A user-friendly diagnostic support system should be developed to aid GPs in improving risk stratification. Unfortunately, existing HF risk prediction models are not fit for this task as they require actions to be performed, such as an ECG or laboratory tests, and were not developed for diagnostic support purposes.5,10 Our primary objective was therefore to construct a model for incident HF based on known risk factors, yet only employing preregistered/routine care data available in the patients’ electronic primary care health records. We compare this model with an existing insurance claims-based model2 as well as with a model employing patient age as sole predictor.
Methods
We reported this study in accordance with the Transparent Reporting of a Multivariable Prediction Model for Individual Prognosis or Diagnosis statement.11
Data sourcing
Data were collected in a historical, dynamic cohort of patients registered at the GPs affiliated with the Academic Huisartsennetwerk Amsterdam, a non-profit organization in charge of region-based acquisition of GP data for research purposes. The dataset acquired in this network encompasses routine care data from more than 600,000 registered patients of 50 practices across sub-municipalities in the cities of Amsterdam and Almere.
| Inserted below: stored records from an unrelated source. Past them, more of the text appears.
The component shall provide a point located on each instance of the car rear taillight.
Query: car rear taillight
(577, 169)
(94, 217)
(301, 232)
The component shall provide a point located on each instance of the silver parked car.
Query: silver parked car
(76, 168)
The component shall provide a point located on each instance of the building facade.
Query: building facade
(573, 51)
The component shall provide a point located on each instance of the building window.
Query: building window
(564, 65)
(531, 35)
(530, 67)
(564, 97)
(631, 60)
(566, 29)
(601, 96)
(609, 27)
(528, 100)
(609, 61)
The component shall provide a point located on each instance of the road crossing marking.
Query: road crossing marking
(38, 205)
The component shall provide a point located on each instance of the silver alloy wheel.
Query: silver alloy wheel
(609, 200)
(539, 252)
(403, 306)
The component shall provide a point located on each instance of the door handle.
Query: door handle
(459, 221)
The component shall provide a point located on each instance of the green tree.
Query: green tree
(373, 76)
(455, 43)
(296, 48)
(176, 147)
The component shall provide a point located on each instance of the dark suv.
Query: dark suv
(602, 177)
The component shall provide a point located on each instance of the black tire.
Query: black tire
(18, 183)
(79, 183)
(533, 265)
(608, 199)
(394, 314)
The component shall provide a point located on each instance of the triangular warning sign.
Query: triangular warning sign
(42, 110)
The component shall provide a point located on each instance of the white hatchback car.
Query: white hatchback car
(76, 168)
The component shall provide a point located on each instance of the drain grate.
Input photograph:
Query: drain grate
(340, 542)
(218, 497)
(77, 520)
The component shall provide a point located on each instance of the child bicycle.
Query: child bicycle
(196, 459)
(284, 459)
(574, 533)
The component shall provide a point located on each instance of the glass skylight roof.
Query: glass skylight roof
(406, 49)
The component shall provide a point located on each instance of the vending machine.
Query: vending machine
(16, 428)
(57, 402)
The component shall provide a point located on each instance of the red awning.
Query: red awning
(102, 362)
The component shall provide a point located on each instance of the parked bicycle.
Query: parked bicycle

As GPs in the Netherlands function as gateway to the healthcare system, registration with a practice is de facto required, with estimated registration rates exceeding 99.9%.12 Patients at participating practices can opt out of data sharing at any point in time, yet are noted by the network to do so rarely (<0.75%). In light of this information, we deem this dataset to accurately represent the community in the areas covered by the practices. Due to the nature of primary care, where patients can move to a practice outside the reach of the network, follow-up is not guaranteed across any time period.
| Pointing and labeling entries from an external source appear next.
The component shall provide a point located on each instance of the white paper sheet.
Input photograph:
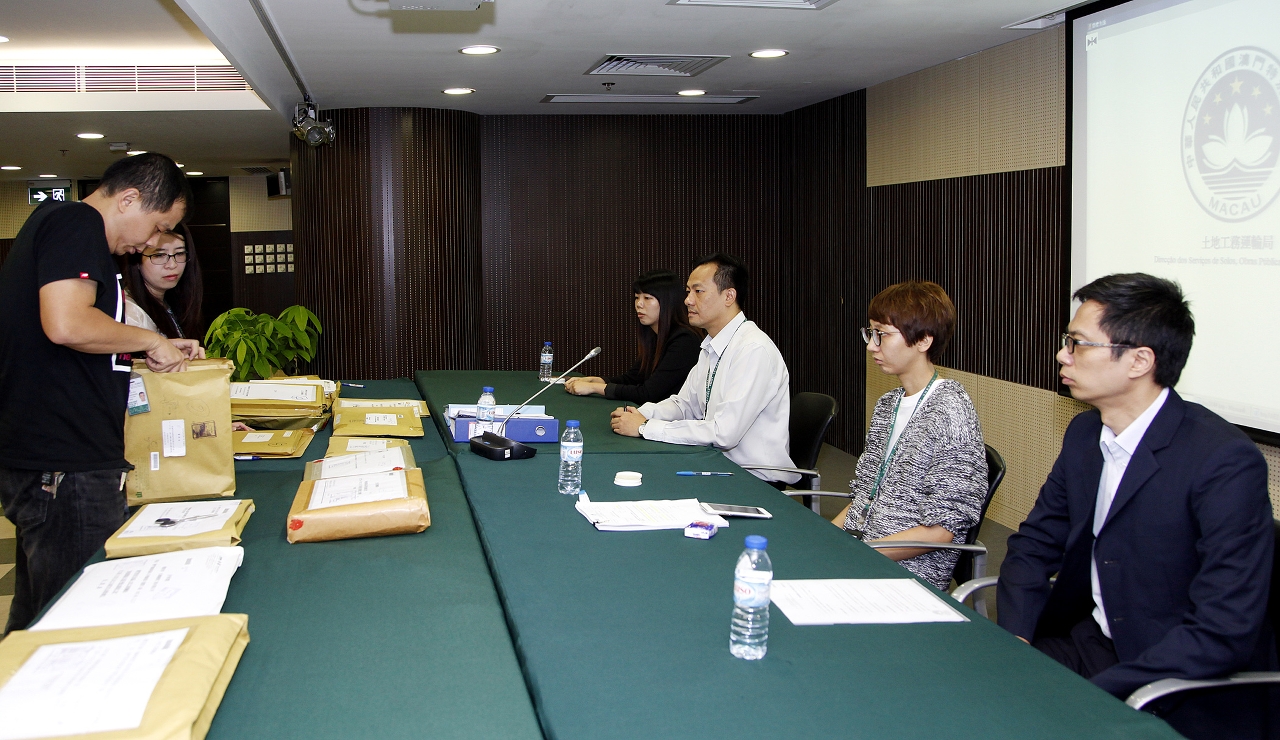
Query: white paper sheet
(362, 462)
(860, 602)
(355, 444)
(161, 587)
(645, 515)
(191, 517)
(81, 688)
(359, 489)
(274, 392)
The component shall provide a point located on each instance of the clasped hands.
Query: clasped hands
(626, 421)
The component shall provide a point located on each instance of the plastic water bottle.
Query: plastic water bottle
(485, 406)
(749, 631)
(544, 364)
(571, 458)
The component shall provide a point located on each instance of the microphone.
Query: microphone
(498, 447)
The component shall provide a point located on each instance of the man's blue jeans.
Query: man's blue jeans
(58, 530)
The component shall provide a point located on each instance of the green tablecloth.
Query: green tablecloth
(626, 634)
(429, 447)
(442, 387)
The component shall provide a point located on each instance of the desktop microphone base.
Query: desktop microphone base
(497, 447)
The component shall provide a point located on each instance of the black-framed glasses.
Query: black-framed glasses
(1070, 343)
(872, 336)
(163, 257)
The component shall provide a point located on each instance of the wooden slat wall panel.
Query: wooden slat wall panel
(387, 234)
(576, 206)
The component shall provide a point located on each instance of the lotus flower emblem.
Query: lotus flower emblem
(1237, 144)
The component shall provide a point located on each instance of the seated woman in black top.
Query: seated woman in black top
(668, 346)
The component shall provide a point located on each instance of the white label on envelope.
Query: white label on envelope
(174, 433)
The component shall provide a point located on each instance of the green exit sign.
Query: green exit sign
(36, 196)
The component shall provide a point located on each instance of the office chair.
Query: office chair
(1143, 697)
(810, 418)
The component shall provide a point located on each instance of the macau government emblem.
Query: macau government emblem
(1230, 138)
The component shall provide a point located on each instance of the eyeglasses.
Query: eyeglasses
(874, 336)
(163, 257)
(1070, 343)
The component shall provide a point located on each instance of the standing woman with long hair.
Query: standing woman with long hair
(667, 346)
(164, 288)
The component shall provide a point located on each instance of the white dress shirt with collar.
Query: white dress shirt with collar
(749, 410)
(1116, 452)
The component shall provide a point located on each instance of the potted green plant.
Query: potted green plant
(260, 343)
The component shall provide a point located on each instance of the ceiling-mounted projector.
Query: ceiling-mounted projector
(307, 128)
(437, 4)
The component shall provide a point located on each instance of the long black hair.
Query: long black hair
(670, 291)
(184, 298)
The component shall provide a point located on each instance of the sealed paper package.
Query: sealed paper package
(159, 680)
(357, 444)
(378, 423)
(357, 506)
(282, 443)
(159, 528)
(360, 464)
(178, 433)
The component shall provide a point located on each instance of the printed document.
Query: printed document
(860, 602)
(187, 519)
(82, 688)
(362, 462)
(645, 515)
(163, 587)
(329, 492)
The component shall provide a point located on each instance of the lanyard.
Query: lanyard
(711, 379)
(888, 455)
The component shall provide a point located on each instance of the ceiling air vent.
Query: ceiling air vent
(785, 4)
(620, 97)
(656, 64)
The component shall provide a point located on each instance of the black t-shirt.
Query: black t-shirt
(60, 410)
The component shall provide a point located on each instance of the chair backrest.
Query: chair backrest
(810, 418)
(995, 474)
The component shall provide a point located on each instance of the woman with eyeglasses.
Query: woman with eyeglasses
(923, 474)
(164, 288)
(667, 346)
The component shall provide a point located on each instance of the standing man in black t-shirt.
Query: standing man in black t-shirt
(63, 380)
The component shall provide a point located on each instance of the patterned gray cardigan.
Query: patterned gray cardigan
(937, 475)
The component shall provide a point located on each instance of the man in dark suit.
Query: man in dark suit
(1155, 519)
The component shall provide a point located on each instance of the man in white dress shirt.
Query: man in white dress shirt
(737, 398)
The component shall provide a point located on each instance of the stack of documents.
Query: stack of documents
(360, 464)
(355, 506)
(159, 528)
(140, 589)
(273, 443)
(147, 680)
(645, 515)
(860, 602)
(357, 444)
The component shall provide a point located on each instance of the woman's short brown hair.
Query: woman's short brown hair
(918, 309)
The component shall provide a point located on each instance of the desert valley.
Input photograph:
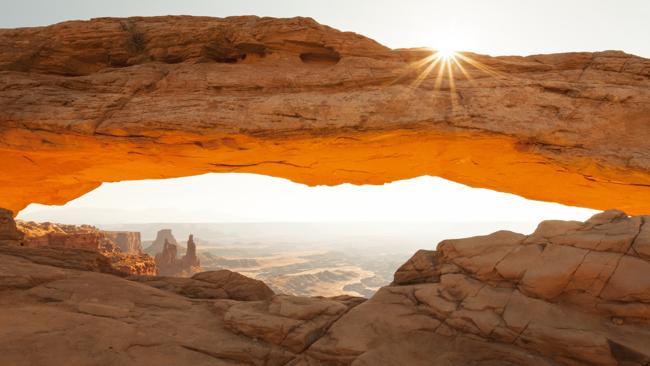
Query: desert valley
(112, 99)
The database is housed on a secure server of the Department of General Practice of the Amsterdam University Medical Center (AUMC). Researchers can perform analyses on pseudonymized subsets on a secure digital environment. Studies that leverage this are not classified as human subjects research by the AUMC Medical Ethics Committee provided they abide by the standardized isolation and deidentification procedures. Our dataset consists of patients’ demographics, previous consultations, and recurring issues/chronic conditions dubbed “Episodes”. Each consultation’s reason (complaint, symptom, or condition) is coded using the International Classification of Primary Care (ICPC).13
Participants
Our historical cohort has an entry date of 2011 January 1 and an exit date of 2020 December 31, for a total observation period of 10 years. It includes all patients registered in the database at the time of extraction (2021 June 2) who met the following three eligibility criteria: (a) the patient has a consultation with an ICPC code for dyspnoea (K02, R02) or oedema (K07) occurring within the inclusion period at a point where the patient is 35 years or older (the “index” consultation) with (b) at least one consultation thereafter and (c) no registered HF diagnoses before the index consultation.
Outcome of interest
All potential HF diagnoses found in the patient records were verified manually under close scrutiny of a panel (LDC, RH) with expertise in general practice, cardiovascular medicine, and medical data processing. A search was initiated for identification of HF diagnoses, where episode records were evaluated for ICPC codes (K77, K84.03) and a series of textual searches of the GP’s notes for terms indicating a HF diagnosis. The regular expressions used can be found in Supplementary material S1. Episodes with a HF code match were deemed a valid diagnosis unless the accompanying notes indicate otherwise (e.g. expression of doubt, differential diagnoses,…); those with only a textual match were considered invalid unless the context of said match proved otherwise.
Predictors
We searched the literature for population-based HF hazard prediction models to identify variables of interest. Based on the risk factors identified by two systematic reviews, reported by Yang et al.5 and Sahle et al.,10 and the availability thereof as ICPC codes, we arrive at a set of 2 demographic values—sex and age—and 14 medical history variables: tobacco use, alcohol abuse, obesity, material deprivation (poverty/financial issues), family history of cardiovascular disease (CVD), hypertension, diabetes mellitus, coronary artery disease, atrial fibrillation, heart murmur, valvular heart disease, stroke, chronic obstructive pulmonary disease, and chronic kidney disease. This entire procedure is detailed in Supplementary material S2.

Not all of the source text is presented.